“The best plan is only good intentions unless it leads into work.” — Peter Drucker, Management: Tasks, Responsibilities, Practices
Commit to the Plan
The first step in getting resources for your project is to get agreement on how to deliver the project. Prepare the approach for delivering your project and call for a meeting with the stated objective of getting agreement on the plan; your unstated objective is getting a commitment for resources.
Prepare the meeting. Make sure you have addressed the concerns of key players. The ask for resources is only done if the team agrees to the plan as a team.
Build a Team Identity
This is also the time to build or reinforce the definition of the group. Identify the meeting and the attendees with a group name, e.g. Project X Sponsors; Project X Steering Committee; Project X Key Stakeholders.
Once you have agreement on the plan, it is time talk about the next actions. Instill a sense of urgency. We have plan, we have agreed it needs to get done; let’s get started on the actions before time is lost.
Peter Drucker goes on to explain that the only way a plan will lead into work is through the commitment of key resources to work on specific tasks. The plan is ‘only a plan’ if the project is missing the resources needed to deliver the results.
Set an Example
Start by committing your resources first. If you have an ally, have them commit next. It is important that the team supply their best resources for the job. Anything less and the plan is just good intentions. Anything less is showing a lack of commitment to the freshly agreed plan. The project will struggle to get completed successfully without a show of full commitment.

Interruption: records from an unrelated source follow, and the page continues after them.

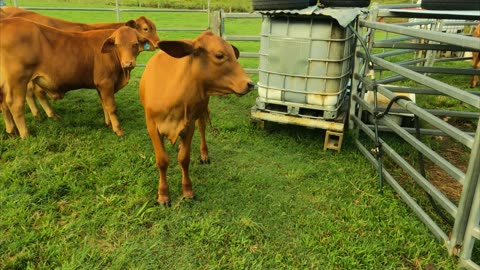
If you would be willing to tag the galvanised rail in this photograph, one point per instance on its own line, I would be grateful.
(464, 230)
(219, 21)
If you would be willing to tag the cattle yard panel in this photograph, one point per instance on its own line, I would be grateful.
(220, 20)
(410, 74)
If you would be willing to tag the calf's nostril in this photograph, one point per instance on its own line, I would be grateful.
(250, 85)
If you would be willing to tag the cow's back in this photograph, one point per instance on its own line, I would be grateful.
(56, 60)
(16, 43)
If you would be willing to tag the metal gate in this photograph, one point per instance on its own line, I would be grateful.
(388, 143)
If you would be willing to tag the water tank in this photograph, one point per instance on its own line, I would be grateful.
(305, 66)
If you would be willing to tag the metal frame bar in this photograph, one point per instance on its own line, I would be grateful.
(466, 227)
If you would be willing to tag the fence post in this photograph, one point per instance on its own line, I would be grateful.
(117, 10)
(216, 21)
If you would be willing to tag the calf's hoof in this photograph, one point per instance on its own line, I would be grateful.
(188, 195)
(204, 161)
(164, 201)
(120, 132)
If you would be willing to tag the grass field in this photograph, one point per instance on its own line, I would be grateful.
(76, 196)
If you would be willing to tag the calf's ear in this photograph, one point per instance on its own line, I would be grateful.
(145, 44)
(237, 52)
(108, 45)
(177, 49)
(131, 24)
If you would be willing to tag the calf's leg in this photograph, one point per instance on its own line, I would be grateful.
(43, 100)
(184, 160)
(7, 117)
(109, 109)
(15, 100)
(161, 159)
(202, 123)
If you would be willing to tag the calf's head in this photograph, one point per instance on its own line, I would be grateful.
(214, 63)
(147, 28)
(127, 43)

The Power Behind the Method
This approach leverages, in varying degrees, Robert Cialdini’s six principles of persuasion.
- Reciprocity – The project manager volunteer’s his best resources first.
- Commitment and Consistency – We get the team to commit to the plan first.
- Social Proof – The group commits together to the plan and we ask our ally, a group member, to commit to commit his resources.
- Authority – Peter Drucker is an authority on management. This will speak louder to the team than project management theory.
- Liking – We create an atmosphere for mutual liking by identifying the group as a team and approving the plan together.
- Scarcity – We frame our request in terms of avoiding lost time and taking advantage of an opportunity.
Agree to the plan as a team, ask the team to put their money where their mouths are and you have increased your chances of delivering your project successfully.